Not every sportsbook boss has appreciated Walters’ winning ways and gaming regulators became concerned enough about his network of bettors and agents that it disallowed messenger betting. He managed to get around the ban, but the topic provided him with an opportunity to remind his critics:

“This idea that if you’re a bookmaker, and all you’re going to do is book losers and anybody who wins, we’re not doing business with? Imagine what would happen if you took that approach in blackjack or craps or baccarat. Or slot machines. You’d be looking at an empty casino out there, because people are going to win from time to time. If you throw out everyone who wins, you’re not going to have many customers left. The last thing in the world I’ve ever wanted to see is any bookmaker go out of business.”

One of my favorite moments came when he cut through the fog of what often passes for analysis in sports gambling.

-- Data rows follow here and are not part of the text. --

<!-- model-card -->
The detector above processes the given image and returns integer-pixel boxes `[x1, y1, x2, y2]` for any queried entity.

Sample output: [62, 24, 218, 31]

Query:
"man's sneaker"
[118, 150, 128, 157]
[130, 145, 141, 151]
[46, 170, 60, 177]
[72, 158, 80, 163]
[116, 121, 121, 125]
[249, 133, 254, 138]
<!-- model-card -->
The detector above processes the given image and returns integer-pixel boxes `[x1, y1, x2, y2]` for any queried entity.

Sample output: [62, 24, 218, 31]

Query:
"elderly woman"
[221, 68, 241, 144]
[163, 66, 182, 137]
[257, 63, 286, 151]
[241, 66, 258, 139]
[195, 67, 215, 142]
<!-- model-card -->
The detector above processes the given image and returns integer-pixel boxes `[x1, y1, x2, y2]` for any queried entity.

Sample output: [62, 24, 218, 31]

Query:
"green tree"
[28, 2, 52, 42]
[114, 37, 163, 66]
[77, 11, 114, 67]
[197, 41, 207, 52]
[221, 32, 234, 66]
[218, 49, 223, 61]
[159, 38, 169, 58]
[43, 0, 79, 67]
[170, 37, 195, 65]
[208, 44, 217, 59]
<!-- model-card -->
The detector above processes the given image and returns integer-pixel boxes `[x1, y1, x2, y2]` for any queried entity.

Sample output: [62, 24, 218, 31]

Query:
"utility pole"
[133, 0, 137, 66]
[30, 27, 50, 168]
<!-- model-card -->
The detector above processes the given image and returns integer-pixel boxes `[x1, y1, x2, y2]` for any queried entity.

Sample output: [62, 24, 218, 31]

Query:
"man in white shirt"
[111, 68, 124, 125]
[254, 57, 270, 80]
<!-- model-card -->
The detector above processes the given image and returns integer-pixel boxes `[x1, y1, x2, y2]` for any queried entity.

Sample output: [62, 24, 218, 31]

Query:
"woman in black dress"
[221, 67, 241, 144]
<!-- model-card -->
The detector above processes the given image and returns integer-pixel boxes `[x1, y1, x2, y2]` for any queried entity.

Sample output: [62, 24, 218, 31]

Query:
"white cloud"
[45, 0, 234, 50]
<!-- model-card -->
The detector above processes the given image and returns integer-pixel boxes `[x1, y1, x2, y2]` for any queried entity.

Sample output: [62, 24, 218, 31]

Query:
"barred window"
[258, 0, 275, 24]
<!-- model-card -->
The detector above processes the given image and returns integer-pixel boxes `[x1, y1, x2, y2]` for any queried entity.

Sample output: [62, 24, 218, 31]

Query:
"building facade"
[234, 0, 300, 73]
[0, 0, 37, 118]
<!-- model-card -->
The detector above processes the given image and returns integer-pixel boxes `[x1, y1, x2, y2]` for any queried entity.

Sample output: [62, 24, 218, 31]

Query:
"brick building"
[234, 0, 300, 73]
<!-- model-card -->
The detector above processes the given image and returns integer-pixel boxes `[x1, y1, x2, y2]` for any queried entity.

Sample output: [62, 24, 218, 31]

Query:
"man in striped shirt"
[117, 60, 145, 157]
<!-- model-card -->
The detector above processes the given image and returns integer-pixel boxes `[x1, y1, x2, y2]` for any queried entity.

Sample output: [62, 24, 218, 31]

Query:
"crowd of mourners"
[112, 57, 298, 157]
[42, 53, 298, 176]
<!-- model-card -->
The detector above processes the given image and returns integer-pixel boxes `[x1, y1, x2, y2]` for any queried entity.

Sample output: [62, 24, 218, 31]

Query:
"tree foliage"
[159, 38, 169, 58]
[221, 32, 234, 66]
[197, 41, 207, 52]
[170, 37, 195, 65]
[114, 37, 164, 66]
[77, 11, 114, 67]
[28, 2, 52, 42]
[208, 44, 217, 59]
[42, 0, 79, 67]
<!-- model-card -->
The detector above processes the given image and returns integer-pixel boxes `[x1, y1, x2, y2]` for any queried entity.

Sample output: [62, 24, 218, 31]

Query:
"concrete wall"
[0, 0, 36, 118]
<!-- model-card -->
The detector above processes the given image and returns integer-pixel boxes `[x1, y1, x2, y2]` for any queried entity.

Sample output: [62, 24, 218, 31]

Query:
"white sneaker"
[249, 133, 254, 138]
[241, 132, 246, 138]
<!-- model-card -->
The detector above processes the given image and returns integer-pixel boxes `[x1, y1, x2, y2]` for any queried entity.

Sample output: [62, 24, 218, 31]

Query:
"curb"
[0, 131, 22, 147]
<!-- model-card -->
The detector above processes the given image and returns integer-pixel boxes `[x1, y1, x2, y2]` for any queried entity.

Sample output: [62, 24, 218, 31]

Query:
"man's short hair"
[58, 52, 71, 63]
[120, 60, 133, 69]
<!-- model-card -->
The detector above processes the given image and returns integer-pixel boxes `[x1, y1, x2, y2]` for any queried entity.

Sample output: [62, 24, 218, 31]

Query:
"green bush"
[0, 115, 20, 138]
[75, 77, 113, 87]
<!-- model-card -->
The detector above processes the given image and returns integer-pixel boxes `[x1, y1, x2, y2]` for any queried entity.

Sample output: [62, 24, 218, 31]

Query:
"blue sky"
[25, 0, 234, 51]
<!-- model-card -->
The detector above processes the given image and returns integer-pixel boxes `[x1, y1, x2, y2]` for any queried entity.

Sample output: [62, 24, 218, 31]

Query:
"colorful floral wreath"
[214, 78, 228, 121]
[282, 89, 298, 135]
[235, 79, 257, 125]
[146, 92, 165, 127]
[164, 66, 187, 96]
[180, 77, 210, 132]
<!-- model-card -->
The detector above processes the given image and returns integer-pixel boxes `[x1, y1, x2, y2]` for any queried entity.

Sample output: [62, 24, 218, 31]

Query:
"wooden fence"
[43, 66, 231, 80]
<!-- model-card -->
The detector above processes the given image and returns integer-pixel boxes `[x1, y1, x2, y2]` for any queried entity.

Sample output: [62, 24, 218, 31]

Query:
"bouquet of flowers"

“Analytics has been around for a long, long time,” Walters said. “It’s like common sense, so to speak. It’s not so common. Frankly, having somebody who understands risk-reward from a gambler’s standpoint, you may be much better served if they made those types of decisions, and I’m trying to be kind. … Some of the decisions being made today that people are trying to use so-called analytics, they’re unbelievable to me.”

The spread of sports betting is the biggest story in American gaming, about which Walters notes, “I don’t think we’ve scratched the surface for what the opportunity is there.”

That’s hard to believe, but who is going to doubt Billy Walters?